On May 3, the city received bids from Bristol, Virginia, and Eco-Safe Systems, which is a subsidiary of Advanced Disposal Systems, for landfill disposal of solid waste, leaves, brush and bulk wood collected from residential and small commercial accounts over the next five years. Eco-Safe’s bid was the lowest at $21 per ton for solid waste versus a $24-per-ton bid by Bristol, Virginia, though the fees would increase incrementally for both bidders each year.

Bristol, Tennessee, generates about 10,000 tons of municipal solid waste per year and has transported waste to Bristol, Virginia’s landfill since 1998, when the landfill started operating.

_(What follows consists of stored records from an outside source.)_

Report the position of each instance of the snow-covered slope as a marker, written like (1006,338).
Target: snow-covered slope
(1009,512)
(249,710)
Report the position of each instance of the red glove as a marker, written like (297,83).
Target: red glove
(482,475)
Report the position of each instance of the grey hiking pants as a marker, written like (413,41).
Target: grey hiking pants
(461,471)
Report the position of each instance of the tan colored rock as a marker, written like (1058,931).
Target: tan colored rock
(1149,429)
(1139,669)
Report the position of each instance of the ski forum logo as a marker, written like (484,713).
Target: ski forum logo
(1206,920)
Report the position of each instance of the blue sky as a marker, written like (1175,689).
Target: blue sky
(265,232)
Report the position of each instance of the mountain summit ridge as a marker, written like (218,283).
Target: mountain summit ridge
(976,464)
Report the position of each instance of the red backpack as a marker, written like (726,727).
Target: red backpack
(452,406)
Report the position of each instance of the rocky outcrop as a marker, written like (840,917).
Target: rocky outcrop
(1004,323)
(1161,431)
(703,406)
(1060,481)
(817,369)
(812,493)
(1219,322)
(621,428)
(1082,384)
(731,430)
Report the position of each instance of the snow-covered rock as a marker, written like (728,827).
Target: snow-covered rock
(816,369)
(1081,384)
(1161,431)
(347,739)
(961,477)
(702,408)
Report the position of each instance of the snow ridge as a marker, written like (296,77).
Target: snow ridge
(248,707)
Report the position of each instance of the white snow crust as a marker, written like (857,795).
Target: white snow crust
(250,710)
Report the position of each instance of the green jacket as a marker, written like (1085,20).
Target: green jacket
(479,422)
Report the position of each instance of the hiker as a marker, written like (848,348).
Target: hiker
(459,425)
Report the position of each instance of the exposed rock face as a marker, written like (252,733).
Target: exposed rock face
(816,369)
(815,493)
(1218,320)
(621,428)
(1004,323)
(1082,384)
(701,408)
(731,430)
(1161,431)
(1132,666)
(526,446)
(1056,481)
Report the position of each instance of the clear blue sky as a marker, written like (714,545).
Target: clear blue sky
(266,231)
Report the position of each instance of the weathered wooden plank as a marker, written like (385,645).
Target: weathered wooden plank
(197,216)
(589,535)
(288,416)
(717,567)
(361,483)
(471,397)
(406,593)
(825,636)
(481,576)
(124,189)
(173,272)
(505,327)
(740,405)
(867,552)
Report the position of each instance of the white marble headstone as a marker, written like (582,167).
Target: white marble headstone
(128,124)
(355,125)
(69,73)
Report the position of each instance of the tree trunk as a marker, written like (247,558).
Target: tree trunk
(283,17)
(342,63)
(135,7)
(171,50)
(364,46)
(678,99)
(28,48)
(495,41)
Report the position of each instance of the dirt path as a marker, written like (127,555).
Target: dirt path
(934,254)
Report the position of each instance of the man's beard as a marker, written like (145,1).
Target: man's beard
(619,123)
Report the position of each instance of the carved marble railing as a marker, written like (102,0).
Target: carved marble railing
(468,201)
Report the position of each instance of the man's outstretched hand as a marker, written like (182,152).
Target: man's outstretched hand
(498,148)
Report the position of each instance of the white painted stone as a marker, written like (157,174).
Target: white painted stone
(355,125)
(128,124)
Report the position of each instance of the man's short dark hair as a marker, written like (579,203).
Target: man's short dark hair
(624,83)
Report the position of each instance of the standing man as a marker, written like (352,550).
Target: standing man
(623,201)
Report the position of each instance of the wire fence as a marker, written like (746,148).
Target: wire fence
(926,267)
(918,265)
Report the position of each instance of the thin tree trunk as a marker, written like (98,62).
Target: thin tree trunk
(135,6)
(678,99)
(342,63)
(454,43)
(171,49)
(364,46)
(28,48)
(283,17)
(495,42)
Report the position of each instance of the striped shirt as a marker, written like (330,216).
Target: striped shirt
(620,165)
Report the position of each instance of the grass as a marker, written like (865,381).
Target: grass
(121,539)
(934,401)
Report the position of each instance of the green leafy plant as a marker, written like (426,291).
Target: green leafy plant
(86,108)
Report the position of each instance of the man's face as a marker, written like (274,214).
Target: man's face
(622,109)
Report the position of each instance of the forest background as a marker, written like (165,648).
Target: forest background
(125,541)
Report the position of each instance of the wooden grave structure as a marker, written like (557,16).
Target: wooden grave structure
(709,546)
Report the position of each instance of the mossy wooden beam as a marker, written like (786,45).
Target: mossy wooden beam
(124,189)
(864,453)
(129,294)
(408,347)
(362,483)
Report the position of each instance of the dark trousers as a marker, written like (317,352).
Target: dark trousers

Bristol, Tennessee, has been under a 10-year contract with Bristol, Virginia, since 2009.

Analysis and projections by the city’s staff show Eco-Safe’s bid would save the city a net amount of roughly $70,000 a year over the next five years.

Additionally, while a round trip to the Eco-Safe facility in Blountville would take longer than the trip to the Bristol, Virginia, landfill, the increased fuel cost would only add up to an additional $7,000 a year.

Switching landfills would save Bristol, Tennessee, money, but it would potentially result in a loss of $2 million in collected tipping fees for the Bristol, Virginia, landfill over five years, according to projected estimates from the city staff.

Council will vote to award a contract at its regular meeting on June 4.

In other business, J.J. Gillenwater, a partner at A.G. Commercial, gave council a presentation about early plans to redevelop the former Coyne Textile Building and Bristol Products properties into a mixed-use building that would combine commercial and residential spaces and add public parking downtown.

A.G. Commercial has worked with the city for about two years to set up a plan for the properties, which the city purchased to control how they would be redeveloped. The city has presented a draft development to A.G. Commercial, which it is waiting for the company to approve.

Under the current early plans, the first floor would house a grocery store, a bank, retail stores and restaurants, while the top two floors would be allocated to one- and two-bedroom lofts. Current plans also show the addition of about 170 parking spots with some serving as public parking and others serving as private parking for tenants.

Councilwoman Lea Powers said parking is an issue for downtown loft residents, and she supports allocating some private parking.

Under the current plan, Gillenwater said A.G. Commercial would be responsible for redeveloping the multiuse facility, but the city would be responsible for developing additional parking on the south side of the property along Broad Street. 

A.G. Commercial has agreed not to seek any tax incentives for the project, Gillenwater added.

Though the city and his company have not entered into a formal agreement yet, Gillenwater said if things go smoothly, he would like to see construction of the new building begin in 2020.

If A.G. Commercial approves the draft agreement, council will vote on it at its June 4 or July 9 meeting.